Note When both old and new Anti-DDoS Pro instances are in use, you cannot delete the domain configurations that were migrated from the old instances in the new BGP Anti-DDoS console. You can only delete these domain configurations when the associated old Anti-DDoS Pro instances are released.
- The migration process will not affect your service. If you need to roll back the configurations, submit a ticket or contact customer service.
- To avoid additional fees during the migration process and when both new and old Anti-DDoS Pro instances are in use, we recommend that you set the basic bandwidth and burstable bandwidth to the same value on your old Anti-DDoS Pro instances.
- If your Anti-DDoS Pro instances do not meet the preceding criteria, you can purchase
new Anti-DDoS Pro instances by yourself and follow the preceding steps to migrate
your service to new Anti-DDoS Pro instances. After the migration process is complete,
and your old Anti-DDoS Pro instances have subscription time left, you can submit a
ticket to request a refund.
Note If your Anti-DDoS Pro instances meet the preceding criteria, you cannot request a refund because your new Anti-DDoS Pro instances are created by Alibaba Cloud free of charge.
What benefits does the latest Anti-DDoS Pro have?
For more information about the benefits offered by Anti-DDoS Pro, see What is Anti-DDoS Pro.
Where can I find detailed pricing information?
For more information about pricing, see Billing methods.
How fast is the network used by Anti-DDoS Pro?
You can use third-party testing tools to test the latency of Anti-DDoS Pro instances. For example, http://ping.chinaz.com/22.214.171.124.
Test IP address: 126.96.36.199
Do I need to buy new Anti-DDoS Pro instances during the migration process?
No. After you confirm the configurations of your new Anti-DDoS Pro instances with customer service, Alibaba Cloud creates new Anti-DDoS Pro instances for you free of charge.
How can I tell where my Anti-DDoS Pro instance is deployed?
- If you use domains to set up Anti-DDoS Pro instances, it takes one to three days because you need to update DNS records through your DNS provider.
- If you use IPs and ports to set up Anti-DDoS Pro instances, it depends on your service status.
Will my service be interrupted during the migration process?
In most situations, migrating to new Anti-DDoS Pro instances does not affect your service.
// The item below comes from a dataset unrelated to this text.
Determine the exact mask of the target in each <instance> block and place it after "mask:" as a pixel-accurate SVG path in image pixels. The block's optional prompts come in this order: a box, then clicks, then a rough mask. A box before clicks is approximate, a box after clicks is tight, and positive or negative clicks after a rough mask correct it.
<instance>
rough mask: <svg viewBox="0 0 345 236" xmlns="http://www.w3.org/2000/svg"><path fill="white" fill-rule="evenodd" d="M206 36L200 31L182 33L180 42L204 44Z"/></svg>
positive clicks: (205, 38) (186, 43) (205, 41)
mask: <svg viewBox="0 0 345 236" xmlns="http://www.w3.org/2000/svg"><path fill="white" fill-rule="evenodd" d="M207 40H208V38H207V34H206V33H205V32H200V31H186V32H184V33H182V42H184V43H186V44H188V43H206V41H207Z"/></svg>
The actual situation may vary according to the service status. Alibaba Cloud allows you to keep both old and new Anti-DDoS Pro instances in use for a period of time. Old Anti-DDoS Pro instances are not released until Alibaba Cloud confirms that all your traffic is forwarded to your new Anti-DDoS Pro instances.
Your service availability is the highest priority of Alibaba Cloud during the entire migration process.
- The latest version of Anti-DDoS Pro is based on BGP networks and supports quick disaster recovery. This version provides faster and more reliable networks compared with older versions. To set up the latest Anti-DDoS Pro to protect your business, you need to change A records instead of CNAME records.
- The latest Anti-DDoS Pro uses different back-to-origin CIDR blocks than older versions of Anti-DDoS Pro. You need to manually update back-to-origin CIDR blocks if you have set access control rules to protect your origin server.